B. After first week, plan was to establish base in Yalta, i.e., hotel. Thus day trips originate from Yalta and end there each day at base. This excellent arrangement. Unfortunately, my first base was totally unacceptable. Again, host decide what adequate. He decide expense should be minimal, with minimal consultation to me. He thus recommend accommodation at old Soviet sanitarium. I agreed, not knowing any other options, none were offered or discussed. This was huge error. The sanatorium was completely unacceptable, although it was cheap, about $23 a day. My guide decided to save me money, without discussing my wishes. This was not my desire. Again, decisions on my needs and wishes were made without my input, and were against my desire. The intent of guide was admirable, I feel no offence. But my input should of been solicited. The guide not know my wish and desire, but he not solicit my input, thus he erroneously choose badly. This again, big problem with tourist business in Crimea: you must know and respect desires of clients! You should not make decisions on their behalf yourself, without their input!
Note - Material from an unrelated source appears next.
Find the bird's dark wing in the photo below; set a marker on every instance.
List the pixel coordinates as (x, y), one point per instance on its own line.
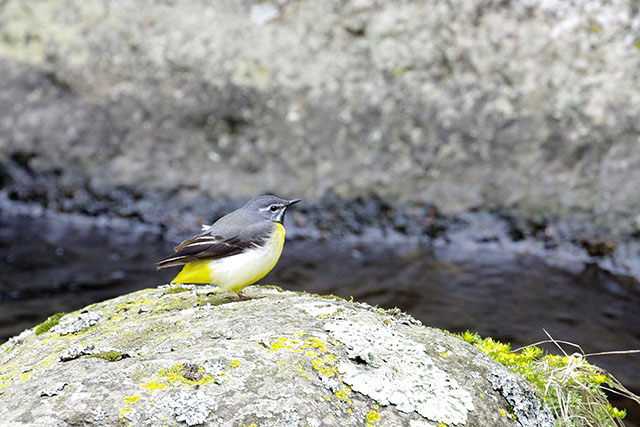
(208, 245)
The next day I leave sanatorium. I was required to pay a full week in advance to stay at this facility, and no refund was given. This not matter to me. I depart with my partner to seek new facility. We receive excellent taxi service at minimal cost. We arrive at Lenin Square and search hotels. We find vacancy at all hotels. But I require internet access, and most hotels did not provide it. Bristol hotel provide Wi-Fi internet, and very good rate for accommodation. I was surprised this hotel, located at sea and promenade, give such a good deal at height of tourist season. They had vacancy for fine room and only $120 each night. I booked room for 7 days, it was perfect. Bristol was fine hotel, it had two good restaurants and fine swimming pool. Wi-Fi was perfect, I was able to conduct all necessary internet communication. And it was convenient, just a short walk to all activities on the waterfront promenade.

I placed phone calls from hotel to USA. It was flawless. And very inexpensive. I also bought a Sim card and used a friend’s mobile phone in case of difficulty. Thankfully there was no difficulty, but phone was available. I was very impressed with ability to communicate via phone to USA, and also impressed with huge reliance Crimean people have via cell phones — it appeared everyone had one. My big disappointment was lack of internet connection. It was rare to find, and always I ask, only to find it not available. This certainly not acceptable to tourist clientele Crimea must attract.